It’s been a year. One that, for a long time, did not allow for the ease of backward-looking reflection. Everything took place in the moment, highlighted and compressed, the molecules of time stacking in layers of intensity. When 2015 started I was a month into the reality of cancer. It was, thankfully, non-invasive and contained (a milk duct gone sideways), but still a tiny time bomb with an invisible clock. I had found it myself in a semi-regular breast exam, a distinctive lump the size of a Jelly Belly (likely popcorn flavor, as in my imaginings it had the same hue and inherent desirability). My doctors were proud: I was their poster child, a woman who had not only found the aberrant tumor myself, but actually brought myself in for a second opinion. Four surgeries and many months of altered body image later, I am now cancer-free, with cute little perma-perky tits that would make most twenty-somethings proud. It has been a year.
Recently I spent two weeks in Oregon with someone even younger who went through a much more brutal and dramatic cancer surgery, one that took half his tongue and replaced it with a section of forearm (the non-tattooed one, thankfully). Among other necessary indignities he had a feeding tube through one nostril and a temporary tracheotomy to bypass the swollen and problematic upper entrances to his respiratory system. For eight days his family and I sat at his hospital bedside, holding his hand in turns and calmly talking him through the episodic terror of his trach being blocked by gobs of phlegm and blood. He endured. We endured.
Throughout both his experience and mine, I heard one expression more than any other: “You don’t know your true friends until times like these.” On the surface, this saying has a logic that makes sense — difficulty weeds out those who don’t care enough to hack it. But I’m not sure. Something about the facility with which we utter such phrases rubs me wrong. Are we that simple? Are the affections of most of our friends really so groundless, so transient?
What I saw was that individuals often had different ways of showing up. A handful of mine volunteered to come with me to doctor appointments, sit through surgeries, or otherwise be 100% present as needed. These people were absolutely invaluable, lifting a good portion of the weight of the process from my shoulders. I suspect that they would have been deemed the “true friends” referred to in the aphorism. They were vocal in their support, utterly dedicated, and moved around sections of their busy lives to accommodate my needs.
But I also had people who, in the face of my ongoing crisis, didn’t spend long hours talking me through medical decisions or giving me rides at early hours of the morning, yet who wrote songs for me like “Let’s Talk About Tits” (complete with PowerPoint presentation of tits and boobies, the birds) and “Mammary Blues,” both of which were performed to a completely enthralled audience at my Bye Bye Boobies party. At the same event others told stories of the legacy of breasts among the women in their family, or recited verse from poets long dead. Over fifteen of my friends signed up on a spreadsheet to bring me food in rotation shifts every evening for three weeks. Were these also my ‘true friends’? Of course.

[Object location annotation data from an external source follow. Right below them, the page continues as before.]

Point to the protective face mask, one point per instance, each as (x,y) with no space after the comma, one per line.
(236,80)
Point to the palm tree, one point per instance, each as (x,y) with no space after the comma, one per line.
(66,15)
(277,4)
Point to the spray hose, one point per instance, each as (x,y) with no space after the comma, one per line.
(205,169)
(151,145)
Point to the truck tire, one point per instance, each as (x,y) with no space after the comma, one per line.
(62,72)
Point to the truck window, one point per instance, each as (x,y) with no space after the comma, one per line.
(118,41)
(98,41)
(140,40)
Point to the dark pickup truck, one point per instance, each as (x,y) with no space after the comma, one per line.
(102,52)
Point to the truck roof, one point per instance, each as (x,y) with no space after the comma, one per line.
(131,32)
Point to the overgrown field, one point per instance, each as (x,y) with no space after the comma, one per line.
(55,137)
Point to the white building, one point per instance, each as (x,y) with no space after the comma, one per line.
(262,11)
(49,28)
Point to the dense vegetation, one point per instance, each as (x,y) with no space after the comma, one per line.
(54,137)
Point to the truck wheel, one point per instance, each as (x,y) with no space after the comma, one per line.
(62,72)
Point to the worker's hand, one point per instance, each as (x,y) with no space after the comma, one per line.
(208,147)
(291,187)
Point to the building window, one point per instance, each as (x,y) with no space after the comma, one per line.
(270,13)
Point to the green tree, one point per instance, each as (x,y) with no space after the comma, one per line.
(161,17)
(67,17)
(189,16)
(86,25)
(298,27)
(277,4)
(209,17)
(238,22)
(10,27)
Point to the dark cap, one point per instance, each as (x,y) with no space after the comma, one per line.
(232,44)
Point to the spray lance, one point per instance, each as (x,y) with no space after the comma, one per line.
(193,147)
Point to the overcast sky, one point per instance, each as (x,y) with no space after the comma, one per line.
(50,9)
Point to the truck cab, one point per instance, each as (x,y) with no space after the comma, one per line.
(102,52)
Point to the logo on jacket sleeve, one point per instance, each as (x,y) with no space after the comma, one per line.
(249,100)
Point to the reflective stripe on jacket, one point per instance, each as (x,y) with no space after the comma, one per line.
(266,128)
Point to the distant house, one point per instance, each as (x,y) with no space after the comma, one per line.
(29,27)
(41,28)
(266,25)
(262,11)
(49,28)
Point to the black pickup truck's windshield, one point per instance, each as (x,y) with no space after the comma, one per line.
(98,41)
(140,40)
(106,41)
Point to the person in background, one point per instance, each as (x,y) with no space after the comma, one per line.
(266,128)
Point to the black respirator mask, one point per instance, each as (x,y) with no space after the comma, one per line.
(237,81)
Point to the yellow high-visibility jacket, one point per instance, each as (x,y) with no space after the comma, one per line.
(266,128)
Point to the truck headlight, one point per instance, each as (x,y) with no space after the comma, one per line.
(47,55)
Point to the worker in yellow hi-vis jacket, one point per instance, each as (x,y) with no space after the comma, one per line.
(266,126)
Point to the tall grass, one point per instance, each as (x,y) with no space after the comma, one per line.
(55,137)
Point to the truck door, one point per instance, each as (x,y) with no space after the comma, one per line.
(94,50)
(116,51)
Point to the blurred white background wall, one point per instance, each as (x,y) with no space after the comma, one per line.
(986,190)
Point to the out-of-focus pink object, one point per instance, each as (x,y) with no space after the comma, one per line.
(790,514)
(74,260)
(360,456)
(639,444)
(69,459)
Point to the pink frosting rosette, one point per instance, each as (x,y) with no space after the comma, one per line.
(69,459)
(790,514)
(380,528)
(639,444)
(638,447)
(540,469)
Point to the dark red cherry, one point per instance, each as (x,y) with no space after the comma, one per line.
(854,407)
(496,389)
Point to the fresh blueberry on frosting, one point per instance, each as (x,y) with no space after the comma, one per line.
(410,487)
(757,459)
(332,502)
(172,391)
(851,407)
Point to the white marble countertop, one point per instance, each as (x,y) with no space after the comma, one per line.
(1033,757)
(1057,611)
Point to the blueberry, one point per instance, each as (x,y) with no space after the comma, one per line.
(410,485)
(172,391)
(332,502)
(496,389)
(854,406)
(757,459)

As are the people who simply grabbed my hand when hearing the news, not knowing what to say. And those who continued to dance with me as though nothing had transpired, letting all of it float through in the communication of shared movement. Not everyone has the words, or the time, or the confidence that what they utter will be the right thing rather than something that only makes everything worse. We stumble through difficulty the best we can with what we’ve got.
However we show up in times of crisis is not the full measure of our heart. It is not even an accurate reflection of emotional maturity, as there are myriad reasons a person may not be able to engage on a deep level in any particular moment. Grad student stresses, ailing parents, or the looming end of a significant relationship can all draw resources away from availability. It does not mean the person does not care.
When in the throes of our own personal hell, it can be easy to tag friends as “good” or “bad” in a very dualistic manner, judging them based on their level of engagement with our situation. Yet this is unfair, biased by our clouded lens. Yes, we are possibly going through something more intense than they have ever experienced. Sure. But what if we accepted all help, no matter how big or small? Even the tiniest text from afar that said, “Oh man! I hope you get better soon.” How supported would we feel then?
Crises do show us who our friends are — some of them. The rest are still there, whether vocal or not. Their hearts may not be on their sleeves, but is a tragic mistake to think that they do not love. What would it be to accept it all?